POV CELESTE
Já era de manhã cedo quando cheguei a Nova York. Minha viagem da Geórgia não foi realmente cansativa, pois dormi o tempo todo no ônibus. Tenho sono pesado, então consigo dormir em qualquer lugar: numa cadeira, numa banheira e até no vaso sanitário quando era criança.
A bateria do meu telefone descarregou porque fiquei ouvindo música o tempo todo. Eu amava música e cantar, mas, infelizmente, minha voz era horrível. Eu era completamente desafinada. Meu pai desistiu de tentar me ensinar a cantar.
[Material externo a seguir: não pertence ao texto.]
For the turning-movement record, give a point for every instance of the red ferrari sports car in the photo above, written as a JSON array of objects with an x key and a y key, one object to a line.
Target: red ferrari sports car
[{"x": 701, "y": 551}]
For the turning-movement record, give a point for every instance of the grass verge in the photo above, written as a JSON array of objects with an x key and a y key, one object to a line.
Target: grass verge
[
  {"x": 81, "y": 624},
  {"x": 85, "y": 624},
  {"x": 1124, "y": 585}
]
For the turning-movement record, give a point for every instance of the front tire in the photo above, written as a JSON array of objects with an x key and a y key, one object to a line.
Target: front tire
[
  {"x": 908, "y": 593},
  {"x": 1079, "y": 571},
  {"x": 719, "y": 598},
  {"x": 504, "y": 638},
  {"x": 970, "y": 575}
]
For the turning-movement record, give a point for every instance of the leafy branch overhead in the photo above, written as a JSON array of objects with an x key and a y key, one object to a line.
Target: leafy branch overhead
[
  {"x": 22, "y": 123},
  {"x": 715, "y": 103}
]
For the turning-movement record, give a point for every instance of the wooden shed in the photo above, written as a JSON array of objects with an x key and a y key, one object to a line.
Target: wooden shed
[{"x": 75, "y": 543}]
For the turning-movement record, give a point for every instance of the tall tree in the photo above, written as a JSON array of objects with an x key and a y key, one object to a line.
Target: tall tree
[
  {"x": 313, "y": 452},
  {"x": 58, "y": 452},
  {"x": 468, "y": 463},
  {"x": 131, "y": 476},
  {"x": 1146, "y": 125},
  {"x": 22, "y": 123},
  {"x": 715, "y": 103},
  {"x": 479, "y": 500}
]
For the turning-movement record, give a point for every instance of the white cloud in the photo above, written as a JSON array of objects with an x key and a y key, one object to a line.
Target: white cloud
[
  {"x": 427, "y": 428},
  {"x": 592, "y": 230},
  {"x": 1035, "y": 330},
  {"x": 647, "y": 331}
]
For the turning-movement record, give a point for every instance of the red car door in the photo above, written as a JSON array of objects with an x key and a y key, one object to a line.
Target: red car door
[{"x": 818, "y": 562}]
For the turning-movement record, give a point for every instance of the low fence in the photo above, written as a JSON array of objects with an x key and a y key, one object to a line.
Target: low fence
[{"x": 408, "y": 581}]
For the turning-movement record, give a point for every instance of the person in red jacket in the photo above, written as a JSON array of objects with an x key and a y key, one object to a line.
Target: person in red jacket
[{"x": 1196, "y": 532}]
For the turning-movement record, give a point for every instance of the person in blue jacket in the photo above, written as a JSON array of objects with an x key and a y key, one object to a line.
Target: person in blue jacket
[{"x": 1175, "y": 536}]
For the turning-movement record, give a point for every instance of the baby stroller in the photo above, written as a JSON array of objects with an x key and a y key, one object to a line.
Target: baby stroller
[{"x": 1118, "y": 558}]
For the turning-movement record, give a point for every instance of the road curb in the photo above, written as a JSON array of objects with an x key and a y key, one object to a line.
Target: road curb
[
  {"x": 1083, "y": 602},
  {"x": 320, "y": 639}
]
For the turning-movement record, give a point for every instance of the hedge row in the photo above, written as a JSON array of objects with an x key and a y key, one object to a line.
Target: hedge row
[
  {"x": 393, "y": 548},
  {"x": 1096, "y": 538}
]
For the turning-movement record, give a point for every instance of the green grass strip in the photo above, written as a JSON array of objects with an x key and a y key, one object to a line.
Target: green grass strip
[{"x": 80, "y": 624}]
Bem, talvez eu não fosse uma boa cantora, mas era uma boa dançarina. Fiz aulas de balé desde os seis anos. Cresci me apresentando na escola e, mais tarde, nos teatros. Mas, de repente, tudo acabou, como fumaça. E agora, nunca mais sonhei em dançar de novo.
Entrei na nossa nova casa com minha chave. Deixei minha velha bolsa de couro no chão e os presentes que minha avó e tia Ana enviaram para minha mãe e Lillian em uma mesa de centro. Olhei ao redor da casa, examinando os cômodos e os móveis. Ainda não conseguia acreditar que agora tínhamos uma casa... e não qualquer casa, mas uma casa mobiliada em Nova York.
Sentei-me em uma poltrona e suspirei. Não sabia por que desconfiava tanto do fato de minha mãe ter conseguido essa casa. Era tão... impossível.
Meus olhos se fixaram na árvore de Natal. Depois olhei para o único presente que estava embaixo dela.
Devo entregá-lo? E se ele não gostar?
Imediatamente me ajoelhei ao lado da árvore de Natal e coloquei o presente na minha bolsa.
Era domingo, então fui à igreja com minha família. Almoçamos em um restaurante elegante, fizemos compras e assistimos a um filme depois. Eram quase seis da tarde quando voltamos para casa.
Eu procurava a chave dentro da bolsa quando o presente caiu acidentalmente enquanto tirava a mão de dentro. Felizmente, Lillian conseguiu pegá-lo.
— Você deveria entregar isso ao seu chefe antes que quebre.
— Eu entrego amanhã.
— Por que não entrega agora?
— Acho que ele não está no apartamento. Provavelmente está na mansão dos pais.
— Por que não tenta? De qualquer forma, fica a apenas alguns quarteirões daqui.
— Sim, tem razão. Vou tomar um banho primeiro.
Entrei em casa e fui direto para o banheiro.
Alguns minutos depois, cheguei ao edifício Pedrosa. Margaret abriu a porta da cobertura.
— Feliz Natal, Margaret. — Abracei-a e beijei sua bochecha.
— Oh, querida. Feliz Natal para você também. Obrigada pelo presente, Celeste. Adorei o lenço.
— De nada, Margaret. Obrigada pelo seu presente também. Hm... O senhor Pedrosa está aqui?
— Sim, ele está no quarto se arrumando. Você chegou na hora certa, porque ele vai para o jantar da família esta noite. A avó dele chegou do Brasil, assim como sua tia, seu tio e seus primos do Canadá.
— Ah... má hora. Ele deve estar com pressa. Vou dar meu presente amanhã.
— Um presente? — perguntou Margaret.
— Eh... Sim. Preciso ir.
Fiquei muito desconfortável quando Margaret arqueou as sobrancelhas. Talvez não fosse apropriado dar um presente a ele. Ele era meu chefe. Além disso, era muito incomum os funcionários presentearem seus patrões.
Imediatamente me virei para sair da cobertura. Não queria que o senhor Pedrosa me pegasse ali.
— Tchau, Margaret.
Abri a porta para sair quando alguém disse de repente:
— Celeste?
Ooohhh. Virei-me lentamente e vi o senhor Pedrosa parado ao longe, tão bonito em seu terno preto. Seus olhos estavam fixos nos meus.
Procurei por Margaret, na esperança de que ela viesse me resgatar, mas ela nos deixou sozinhos imediatamente.
— Oi... Boa noite, senhor. Só passei para lhe dar... — Abri minha bolsa e tirei o presente. — Isto.